No início da década de 2020, uma pouco conhecida empresa de aquicultura em Portland, no Maine, arrecadou mais de 50 milhões de dólares ao apresentar um plano para aproveitar a natureza no combate às alterações climáticas. A Running Tide afirmou que conseguiria afundar algas suficientes no fundo do mar para sequestrar mil milhões de toneladas de dióxido de carbono até este ano, segundo um dos seus primeiros clientes.
Em vez disso, a empresa encerrou as suas operações no verão passado, marcando o maior colapso até à data no nascente setor da remoção de carbono.
O seu fim foi o sinal mais evidente de problemas crescentes e expectativas em baixa para um espaço que gerou centenas de startups nos últimos anos. Um punhado de outras empresas também encerrou, reduziu operações ou mudou de rumo nos últimos meses. Os investimentos de capital de risco arrefeceram. E a indústria, coletivamente, não fez muito mais progressos rumo àquele objetivo de mil milhões de toneladas.
A fase de euforia acabou e o setor está a entrar na turbulenta “vala” empresarial que se segue, alerta Robert Höglund, cofundador da CDR.fyi, uma empresa de benefício público que fornece dados e análises sobre a indústria da remoção de carbono.
“Já ultrapassámos o pico das expectativas”, diz. “E, com isso, poderemos ver muitas empresas fecharem, o que é natural em qualquer indústria.”
A questão em aberto é: se o setor de remoção de carbono está a caminhar para um ciclo doloroso, ainda que inevitável, de depuração, para onde seguirá depois?
A peculiaridade da remoção de carbono é que nunca fez muito sentido como proposta de negócio: trata-se de um trabalho de limpeza atmosférica, necessário para o bem coletivo da sociedade no esforço de travar as alterações climáticas. Mas não produz um serviço ou produto de que qualquer indivíduo ou organização necessite estritamente — ou pelo qual estejam particularmente interessados em pagar.
Até à data, várias empresas concordaram voluntariamente em comprar toneladas de dióxido de carbono que outras companhias tencionam, eventualmente, remover do ar. Mas, quer estejam motivadas por preocupações climáticas genuínas, quer por pressões de investidores, trabalhadores ou clientes, o benevolismo corporativo só consegue ampliar uma indústria até certo ponto.

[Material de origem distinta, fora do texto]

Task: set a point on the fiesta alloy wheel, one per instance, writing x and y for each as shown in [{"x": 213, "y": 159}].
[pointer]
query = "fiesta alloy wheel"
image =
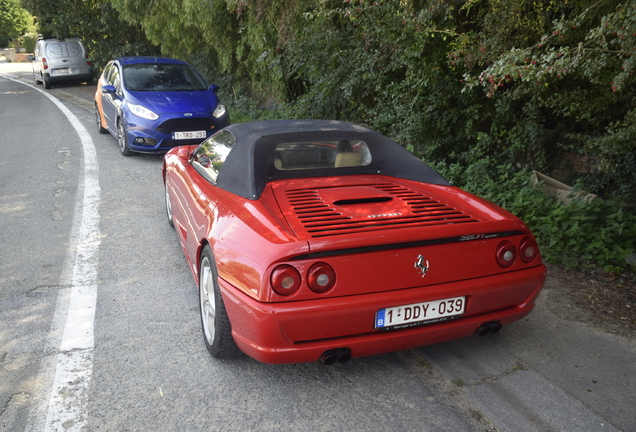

A maioria dos observadores argumenta que o facto de a remoção de carbono continuar aos solavancos ou se transformar em algo suficientemente grande para ter impacto nas alterações climáticas dependerá, em grande medida, de os governos de todo o mundo decidirem pagar por uma quantidade realmente muito grande — ou obrigarem os poluidores a fazê-lo.
“As compras do setor privado nunca nos levarão lá”, afirma Erin Burns, diretora-executiva da Carbon180, uma organização sem fins lucrativos que defende a remoção e a reutilização do dióxido de carbono. “Precisamos de políticas; tem de ser política pública.”
Qual é o problema?
O setor de remoção de carbono começou a ganhar escala no início desta década, à medida que estudos climáticos cada vez mais alarmantes revelavam a necessidade de reduzir drasticamente as emissões e remover vastas quantidades de dióxido de carbono para manter o aquecimento global sob controlo.
Especificamente, os países poderão ter de remover continuamente até 11 mil milhões de toneladas de dióxido de carbono por ano por volta de meados do século, para terem uma hipótese sólida de impedir que o planeta aqueça mais de 2 °C acima dos níveis pré-industriais, de acordo com um relatório de 2022 de um painel climático das Nações Unidas.
Várias startups surgiram para começar a desenvolver a tecnologia e construir a infraestrutura necessária, testando uma variedade de abordagens, como afundar algas marinhas ou construir fábricas que sugam dióxido de carbono.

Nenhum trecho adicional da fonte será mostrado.